Creo que en las dificultades se revela quién es nuestro verdadero amigo. Cuando la tormenta pasa tras una crisis, se ve claro quiénes permanecen a nuestro lado, incluso cuando no somos la compañía más divertida.

Estoy profundamente agradecida por esos amigos que se mantuvieron firmes en los momentos difíciles, y también por haber podido ser un apoyo para otros. He acompañado a amigos cercanos en duelos, divorcios y colapsos. Hubo años en que era natural dar un paso atrás, porque la relación no se trataba de mí, sino de ayudar a alguien a superar un momento muy duro. No lo veo como un sacrificio. La amistad — al menos para mí — también es esto: a veces uno lleva la carga, a veces el otro.

Sin embargo, creo que llega un momento en que está bien salir de una amistad

Cuando no se trata de un momento difícil, sino de una dinámica constante. Cuando la relación ya no suma, sino que consume. Y ese punto yo también lo alcancé.

Hace años, una amiga atravesaba una crisis emocional profunda. Actué como creo que se debe: prioricé sus necesidades, estuve disponible, la escuché siempre que me necesitó.

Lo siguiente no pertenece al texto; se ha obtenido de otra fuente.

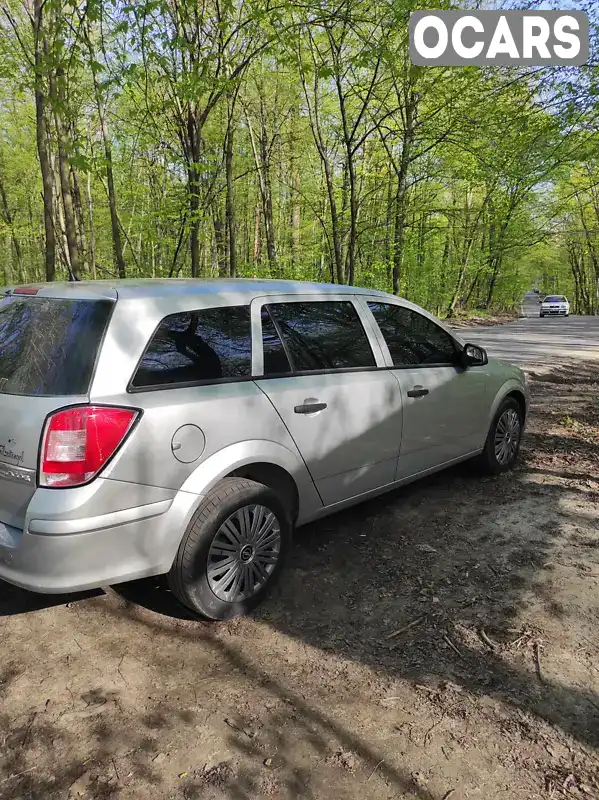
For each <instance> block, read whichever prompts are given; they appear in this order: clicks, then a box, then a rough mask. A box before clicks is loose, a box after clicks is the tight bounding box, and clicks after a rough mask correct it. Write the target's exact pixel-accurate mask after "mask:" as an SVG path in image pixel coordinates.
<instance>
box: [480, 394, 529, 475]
mask: <svg viewBox="0 0 599 800" xmlns="http://www.w3.org/2000/svg"><path fill="white" fill-rule="evenodd" d="M523 430H524V419H523V415H522V410H521V408H520V406H519V405H518V403H517V401H516V400H515V399H514V398H512V397H508V398H507V399H506V400H504V401H503V403H502V404H501V405H500V406H499V410H498V411H497V413H496V414H495V417H494V418H493V422H492V423H491V427H490V429H489V434H488V436H487V441H486V442H485V449H484V450H483V452H482V453H481V454H480V456H479V459H478V460H479V464H480V466H481V467H482V469H483V470H484V471H485V472H487V473H489V474H491V475H497V474H499V473H501V472H507V471H508V470H510V469H512V468H513V467H514V465H515V463H516V461H517V460H518V454H519V453H520V444H521V442H522V432H523Z"/></svg>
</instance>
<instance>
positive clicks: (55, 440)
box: [40, 406, 139, 487]
mask: <svg viewBox="0 0 599 800" xmlns="http://www.w3.org/2000/svg"><path fill="white" fill-rule="evenodd" d="M138 413H139V412H137V411H135V410H134V409H131V408H113V407H109V406H80V407H77V408H67V409H64V410H62V411H57V412H56V413H55V414H52V415H51V416H50V417H48V419H47V421H46V427H45V430H44V435H43V439H42V455H41V465H40V486H48V487H64V486H80V485H81V484H82V483H87V482H88V481H90V480H91V479H92V478H94V477H95V476H96V475H97V474H98V473H99V472H100V470H101V469H102V468H103V467H104V465H105V464H106V462H107V461H108V460H109V459H110V458H111V457H112V456H113V455H114V453H115V452H116V450H117V449H118V447H119V446H120V445H121V444H122V443H123V442H124V440H125V438H126V437H127V434H128V433H129V431H130V430H131V428H132V426H133V423H134V422H135V420H136V419H137V416H138Z"/></svg>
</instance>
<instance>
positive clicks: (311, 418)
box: [252, 294, 402, 505]
mask: <svg viewBox="0 0 599 800" xmlns="http://www.w3.org/2000/svg"><path fill="white" fill-rule="evenodd" d="M252 313H253V315H255V316H253V320H254V328H255V329H257V330H258V331H260V333H259V336H260V339H259V342H258V345H259V346H260V345H262V346H263V350H262V354H263V364H261V365H259V366H260V368H261V369H259V372H258V374H260V372H262V373H263V377H262V378H256V382H257V384H258V386H259V387H260V388H261V390H262V391H263V392H264V393H265V394H266V395H267V397H268V398H269V399H270V401H271V402H272V404H273V406H274V407H275V409H276V410H277V412H278V413H279V415H280V417H281V419H282V420H283V422H284V423H285V425H286V426H287V429H288V430H289V432H290V434H291V436H292V437H293V439H294V441H295V443H296V445H297V447H298V449H299V451H300V453H301V454H302V456H303V458H304V461H305V462H306V465H307V467H308V470H309V471H310V474H311V476H312V479H313V480H314V483H315V485H316V487H317V489H318V492H319V493H320V496H321V498H322V501H323V503H324V504H325V505H331V504H334V503H338V502H341V501H343V500H346V499H348V498H351V497H354V496H357V495H360V494H363V493H364V492H368V491H370V490H373V489H376V488H379V487H381V486H385V485H387V484H389V483H392V482H393V480H394V477H395V469H396V463H397V455H398V452H399V444H400V441H401V425H402V417H401V395H400V392H399V391H398V386H397V381H396V380H395V378H394V377H393V375H391V374H390V373H389V372H388V371H387V370H386V369H384V366H385V365H384V360H383V355H382V352H381V349H380V346H379V344H378V341H377V338H376V335H375V334H374V332H373V330H372V327H371V325H370V322H369V321H368V320H367V319H366V320H364V319H363V318H361V315H360V313H359V312H358V308H357V305H356V302H355V299H354V298H353V296H351V295H347V294H340V295H320V296H315V295H307V296H300V295H282V296H278V297H268V298H257V299H256V300H254V303H253V312H252Z"/></svg>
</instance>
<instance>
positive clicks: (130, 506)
mask: <svg viewBox="0 0 599 800" xmlns="http://www.w3.org/2000/svg"><path fill="white" fill-rule="evenodd" d="M527 408H528V392H527V386H526V382H525V379H524V375H523V373H522V372H521V370H520V369H518V368H517V367H515V366H511V365H509V364H505V363H502V362H500V361H493V360H489V359H488V357H487V354H486V352H485V351H484V350H483V349H482V348H481V347H478V346H476V345H473V344H469V343H467V342H463V341H462V340H461V339H460V338H459V337H458V336H457V335H456V334H455V333H454V332H452V331H451V330H450V329H449V328H448V327H446V326H445V325H443V324H442V323H441V322H439V321H438V320H436V319H435V318H434V317H432V316H431V315H430V314H428V313H427V312H426V311H424V310H423V309H422V308H419V307H418V306H416V305H414V304H412V303H409V302H407V301H405V300H402V299H400V298H398V297H395V296H392V295H388V294H385V293H383V292H378V291H374V290H371V289H357V288H354V287H350V286H337V285H322V284H315V283H300V282H286V281H262V280H241V279H240V280H193V281H189V280H139V281H113V282H105V281H97V282H76V283H54V284H42V285H35V286H22V287H13V288H12V289H11V290H9V291H8V293H7V294H5V295H3V296H2V297H1V298H0V579H3V580H4V581H7V582H9V583H12V584H15V585H16V586H20V587H23V588H25V589H28V590H31V591H34V592H47V593H61V592H71V591H76V590H83V589H89V588H95V587H102V586H107V585H110V584H115V583H119V582H123V581H129V580H132V579H136V578H141V577H144V576H151V575H159V574H167V575H168V581H169V583H170V587H171V589H172V591H173V592H174V594H175V595H176V597H177V598H178V599H179V600H180V601H181V602H182V603H183V604H185V605H186V606H187V607H188V608H190V609H191V610H192V611H194V612H196V613H198V614H200V615H203V616H204V617H208V618H210V619H214V620H222V619H227V618H230V617H233V616H235V615H239V614H243V613H246V612H247V611H249V610H250V609H251V608H252V607H254V606H255V605H256V604H257V603H258V602H259V601H260V600H261V599H262V598H263V597H264V595H265V594H266V593H267V591H268V590H269V588H270V587H271V586H272V585H273V583H274V582H275V581H276V579H277V576H278V574H279V572H280V570H281V567H282V565H283V563H284V559H285V555H286V553H287V551H288V549H289V545H290V541H291V535H292V531H293V529H294V528H295V527H297V526H300V525H303V524H305V523H307V522H310V521H311V520H315V519H317V518H319V517H322V516H324V515H326V514H330V513H332V512H335V511H337V510H339V509H342V508H345V507H347V506H349V505H351V504H354V503H358V502H360V501H362V500H365V499H366V498H372V497H373V496H375V495H378V494H380V493H382V492H386V491H388V490H390V489H393V488H394V487H397V486H399V485H401V484H404V483H407V482H408V481H412V480H414V479H416V478H419V477H421V476H424V475H427V474H429V473H432V472H435V471H437V470H440V469H443V468H444V467H447V466H449V465H451V464H456V463H457V462H460V461H464V460H466V459H476V460H477V461H478V464H479V467H480V469H481V470H484V471H487V472H491V473H499V472H503V471H506V470H509V469H510V468H512V467H513V465H514V463H515V462H516V459H517V457H518V452H519V448H520V442H521V438H522V432H523V429H524V425H525V420H526V414H527Z"/></svg>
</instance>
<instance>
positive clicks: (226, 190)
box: [225, 103, 237, 278]
mask: <svg viewBox="0 0 599 800" xmlns="http://www.w3.org/2000/svg"><path fill="white" fill-rule="evenodd" d="M233 112H234V103H233V106H232V108H231V109H230V112H229V120H228V124H227V135H226V141H225V178H226V201H225V215H226V216H225V219H226V227H227V239H228V250H229V275H230V276H231V277H232V278H234V277H235V274H236V273H237V251H236V248H237V242H236V222H235V198H234V192H233V140H234V137H235V124H234V122H233Z"/></svg>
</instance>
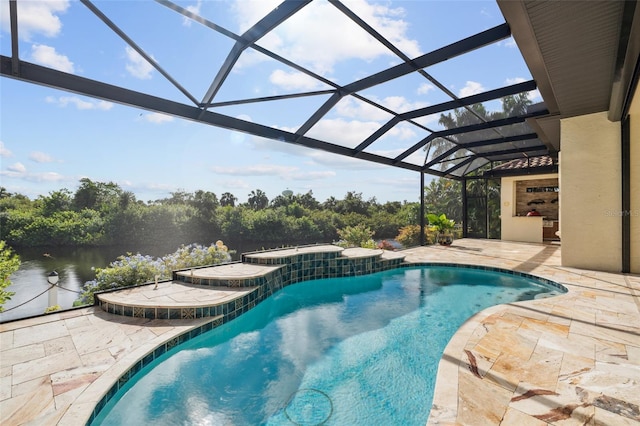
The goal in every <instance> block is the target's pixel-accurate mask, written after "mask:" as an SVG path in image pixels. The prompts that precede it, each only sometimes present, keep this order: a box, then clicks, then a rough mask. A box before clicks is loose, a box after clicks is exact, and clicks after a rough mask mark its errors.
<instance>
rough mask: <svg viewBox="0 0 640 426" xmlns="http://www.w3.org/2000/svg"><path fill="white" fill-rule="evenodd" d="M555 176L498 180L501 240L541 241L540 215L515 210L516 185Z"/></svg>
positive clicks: (528, 241)
mask: <svg viewBox="0 0 640 426" xmlns="http://www.w3.org/2000/svg"><path fill="white" fill-rule="evenodd" d="M557 177H558V175H557V174H545V175H532V176H517V177H505V178H502V180H501V182H500V227H501V228H500V234H501V235H500V238H501V239H502V240H505V241H523V242H529V243H541V242H542V217H526V216H524V215H525V212H524V211H518V210H517V200H516V185H517V182H521V181H529V180H531V181H533V180H541V179H555V178H557ZM521 210H522V208H521Z"/></svg>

No conté cuánto daba ni medí las horas, porque ni se me pasó por la cabeza que eso pudiera ser demasiado.

Un amigo no lleva cuentas.

La situación parecía mejorar con el tiempo. Pero luego llegó otra crisis. Y otra más. Al principio no pensé que fuera una reacción exagerada. Sé que cuando estamos en medio de una situación emocional, nuestra percepción se distorsiona. Que alguien externo no entienda la gravedad no invalida lo que siente quien lo vive.

Dos amigas con bata y turbante de toalla, acostadas leyendo una revista de moda

Meses después, empecé a sentir que mi amiga no solo se veía envuelta en dramas, sino que parecía buscarlos activamente. Como si la crisis fuera el espacio donde puede existir, donde recibe atención, empatía y presencia. La constante alerta, las llamadas nocturnas, las urgencias “ahora mismo” me agotaron por completo, y ni siquiera me di cuenta porque no pensé que podía cuidar de mí misma mientras un amigo está en apuros.

Cuando no hay reciprocidad

Luego falleció un familiar cercano. Mientras me preparaba para el funeral, mi amiga me llamó y se derrumbó emocionalmente por un mensaje de texto de un ex. Y ahí me detuve. No sentí enojo ni quise lastimarla. Pero por primera vez dije en voz alta que no podía ni quería centrarme en ella. Que yo necesitaba espacio, silencio y apoyo. Y que en esas condiciones nuestra amistad no podía continuar.

No fue la gota que colmó el vaso tener que ayudarla. Ni sé si habría llegado a ese punto de “cansarme” de sus dificultades si no hubiera ocurrido ese momento. Lo decisivo fue que, mientras yo priorizaba sus necesidades durante mucho tiempo, ella no pudo hacer lo mismo cuando mi corazón estaba hecho pedazos en el suelo.

La ruptura de nuestra amistad fue dolorosa, pero una lección valiosa. Me enseñó que la amistad no es un autosacrificio. No es estar siempre en alerta emocional. No es empatía unilateral. Y sí: está bien salir de una relación que ya no es recíproca, o que tal vez nunca lo fue. No porque la otra persona sea mala, sino porque en una verdadera amistad también importamos nosotros. Y deberíamos importar.